Bez stresu napiszą maturę
Łomża. To już ostatni dzwonek, by zacząć uczyć się do matury. Jednak są już tacy, co indeks na wyższą uczelnię mają w kieszeni. Artykuł z "Gazety Współczesnej" z 17 kwietnia 2008r.
Dobrymi wynikami i ciężką pracą wywalczyli już przepustki na wyższe uczelnie. Gdy ich koledzy z niepokojem przygotowują się do matury, oni z uśmiechem oczekują końca szkoły i upragnionych wakacji, a o najważniejszym egzaminie w życiu nie myślą, bo dla nich to czysta formalność.
Błyszczą w tłumie
Poziomem wiedzy i umiejętności przewyższają swoich rówieśników często kilkukrotnie.
- Jeśli wszystko się uda, to planuję kontynuować naukę na Wojskowej Akademii Technicznej - mówi Adam Makowski, wielokrotny finalista olimpiad ekonomicznych. - Od zawsze mnie to interesowało - podkreśla.

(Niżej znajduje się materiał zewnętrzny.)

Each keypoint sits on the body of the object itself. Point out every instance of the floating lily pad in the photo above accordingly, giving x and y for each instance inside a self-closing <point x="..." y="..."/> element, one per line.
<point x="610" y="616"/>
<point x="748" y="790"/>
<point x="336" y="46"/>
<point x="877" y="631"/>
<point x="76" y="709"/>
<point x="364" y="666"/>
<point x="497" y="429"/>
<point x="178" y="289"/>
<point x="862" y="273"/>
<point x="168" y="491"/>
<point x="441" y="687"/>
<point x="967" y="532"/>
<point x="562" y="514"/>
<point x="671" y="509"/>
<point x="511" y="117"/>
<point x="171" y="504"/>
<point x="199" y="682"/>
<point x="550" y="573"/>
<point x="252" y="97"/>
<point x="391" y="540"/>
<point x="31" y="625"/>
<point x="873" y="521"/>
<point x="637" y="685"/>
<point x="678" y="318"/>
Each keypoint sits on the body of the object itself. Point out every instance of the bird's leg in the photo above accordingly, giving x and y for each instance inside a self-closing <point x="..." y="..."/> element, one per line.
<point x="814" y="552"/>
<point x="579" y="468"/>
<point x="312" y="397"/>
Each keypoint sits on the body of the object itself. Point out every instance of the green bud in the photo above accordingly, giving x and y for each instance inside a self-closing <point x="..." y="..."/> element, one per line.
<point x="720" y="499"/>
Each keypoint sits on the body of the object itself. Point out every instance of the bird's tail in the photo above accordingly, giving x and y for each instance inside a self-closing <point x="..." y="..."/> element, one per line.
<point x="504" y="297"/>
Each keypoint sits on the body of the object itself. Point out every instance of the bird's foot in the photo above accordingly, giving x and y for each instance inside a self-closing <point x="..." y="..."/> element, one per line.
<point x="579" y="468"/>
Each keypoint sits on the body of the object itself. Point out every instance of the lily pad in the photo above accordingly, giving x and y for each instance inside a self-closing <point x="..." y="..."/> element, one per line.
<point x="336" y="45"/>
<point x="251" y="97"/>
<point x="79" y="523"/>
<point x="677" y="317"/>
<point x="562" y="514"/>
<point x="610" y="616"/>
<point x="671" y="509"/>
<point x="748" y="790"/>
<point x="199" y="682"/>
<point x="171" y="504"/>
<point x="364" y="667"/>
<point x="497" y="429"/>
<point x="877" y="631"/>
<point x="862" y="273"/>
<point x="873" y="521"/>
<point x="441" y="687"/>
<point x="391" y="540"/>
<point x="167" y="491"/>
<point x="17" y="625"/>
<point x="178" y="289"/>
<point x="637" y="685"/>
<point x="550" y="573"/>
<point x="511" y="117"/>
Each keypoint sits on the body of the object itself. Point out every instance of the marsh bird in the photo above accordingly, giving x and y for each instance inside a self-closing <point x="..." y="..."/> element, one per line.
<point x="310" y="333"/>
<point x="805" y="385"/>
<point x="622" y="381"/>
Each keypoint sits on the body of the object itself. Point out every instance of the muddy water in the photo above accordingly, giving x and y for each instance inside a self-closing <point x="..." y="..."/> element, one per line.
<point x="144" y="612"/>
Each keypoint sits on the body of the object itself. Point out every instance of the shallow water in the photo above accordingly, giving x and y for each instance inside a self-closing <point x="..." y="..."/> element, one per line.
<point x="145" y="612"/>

Adam to jeden z najbardziej uzdolnionych ścisłych umysłów w ekonomiku. W ubiegłym roku był stypendystą prezesa Rady Ministrów.

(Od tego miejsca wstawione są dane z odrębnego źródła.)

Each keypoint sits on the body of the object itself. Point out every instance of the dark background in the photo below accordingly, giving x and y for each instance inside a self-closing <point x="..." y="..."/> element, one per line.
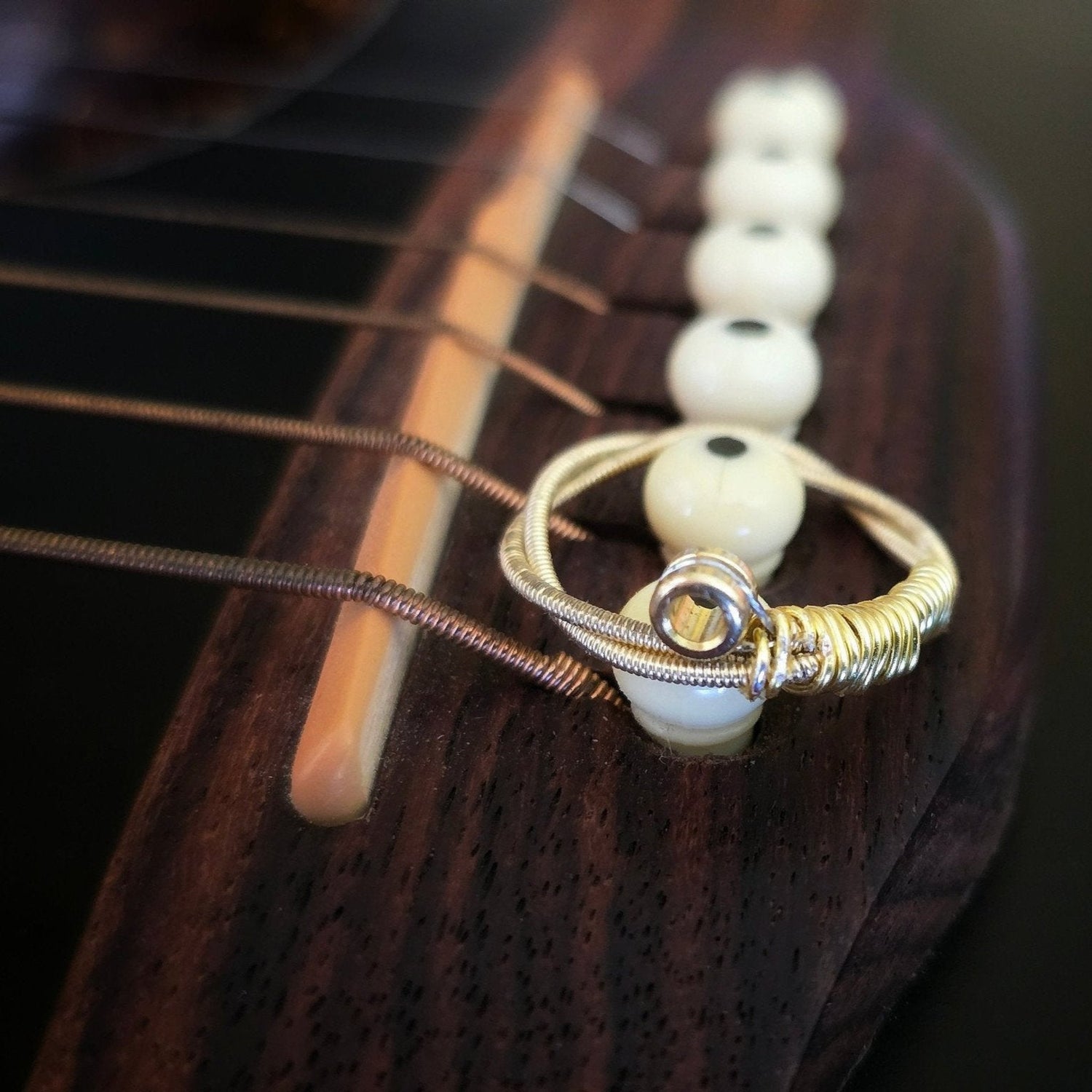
<point x="1007" y="1002"/>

- To bardzo zdolny i pracowity chłopak - podsumowuje Michał Bączkowski - nauczyciel w ZSEiO nr 6 w Łomży. - Adam chce poszerzać swoje horyzonty, a to jest gwarancją, że kiedyś osiągnie sukces - dodaje.
Pewne miejsce
Wśród łomżyńskich maturzystów są i tacy, którzy mają już zagwarantowane miejsce nawet na dwóch uczelniach wyższych.
- Bartosz Przeździecki i Marta Kijek są dwukrotnymi laureatami i mogą wybrać uczelnię swoich marzeń - mówi Albina Chojak.

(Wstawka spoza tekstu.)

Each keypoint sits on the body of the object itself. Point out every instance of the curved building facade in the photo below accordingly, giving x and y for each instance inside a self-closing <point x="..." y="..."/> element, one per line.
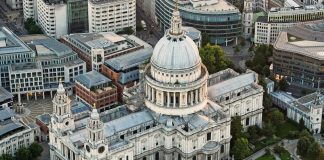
<point x="218" y="18"/>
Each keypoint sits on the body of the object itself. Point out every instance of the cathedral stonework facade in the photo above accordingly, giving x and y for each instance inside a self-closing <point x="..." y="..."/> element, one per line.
<point x="177" y="120"/>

Obecnie w łomżyńskich szkołach średnich uczy się kilkudziesięciu laureatów olimpiad przedmiotowych z indeksami uczelni wyższych w kieszeni, a może będzie ich jeszcze znacznie więcej. Do końca maja na terenie kraju odbędzie się jeszcze kilkanaście olimpiad i ogólnopolskich sprawdzianów wiedzy. Wszystkim
łomżyniakom życzymy połamania pióra.